IM ketamine is better served in linebackers with excited delirium in whom you can't get access and antipsychotics take too long to work (although Droperidol is really a game changer). I love ketamine, but that being said, I think we have gotten so comfortable with it to the point that we definitely overshoot, and especially IM dosing most definitely results in patients sometimes needing to be intubated unnecessarily.
 
We do IM ketamine all the time. We used to have a policy that any sedation requires an IV BEFORE the sedation started. So we had to put a kid through the IV stick, just to give him the IM ketamine. Which defeated some of the purpose of doing IM. We did finally change that policy. I know things could go wrong that you need IV access, but (luckily) we haven't had one yet. And you can argue that with about any procedure/med.

We do 2 mg/kg if we want a quick short procedure, and 4 mg/kg for something longer - this generally seems to be somewhere in the neighborhood of 15-20 minutes sedation - which seems more common. I have seen it for facial lacs all the time - one of the funiest things was when a parent said "you are going to put my kid in the k hole?" Makes me curious as to what their previous experience is.
 
I use IN versed for the autistic (or generally misbehaved) kids with lacs/abscesses. I have never sedated a kid for lac repair.

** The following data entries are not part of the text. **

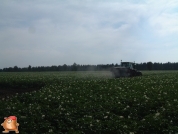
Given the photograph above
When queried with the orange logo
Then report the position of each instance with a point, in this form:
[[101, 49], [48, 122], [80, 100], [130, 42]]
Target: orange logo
[[10, 124]]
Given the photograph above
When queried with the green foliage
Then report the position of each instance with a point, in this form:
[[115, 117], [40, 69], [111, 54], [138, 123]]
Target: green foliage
[[93, 102]]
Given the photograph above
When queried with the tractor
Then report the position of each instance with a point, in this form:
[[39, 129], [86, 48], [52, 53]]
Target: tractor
[[125, 70]]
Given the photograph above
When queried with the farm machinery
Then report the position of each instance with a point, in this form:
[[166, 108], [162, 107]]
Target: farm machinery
[[125, 70]]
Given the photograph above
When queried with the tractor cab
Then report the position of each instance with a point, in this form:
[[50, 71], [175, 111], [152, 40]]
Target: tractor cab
[[127, 64]]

Worst case give IN versed and if it doesn't work, brutane while telling the parents, "Don't worry they won't remember this.."

Propofol or ketofol for peds ortho reductions. IM ketamine sounds very effective though, would just worry a little about nursing compliance since we don't use it regularly on peds (usually use it on violent meth/psych pts and very effective.)
 
I use IN versed for the autistic (or generally misbehaved) kids with lacs/abscesses. I have never sedated a kid for lac repair.

Worst case give IN versed and if it doesn't work, brutane while telling the parents, "Don't worry they won't remember this.."

Propofol or ketofol for peds ortho reductions. IM ketamine sounds very effective though, would just worry a little about nursing compliance since we don't use it regularly on peds (usually use it on violent meth/psych pts and very effective.)

You're pushing homemade ketofol but you aren't doing IM ketamine? Seems a bit backwards.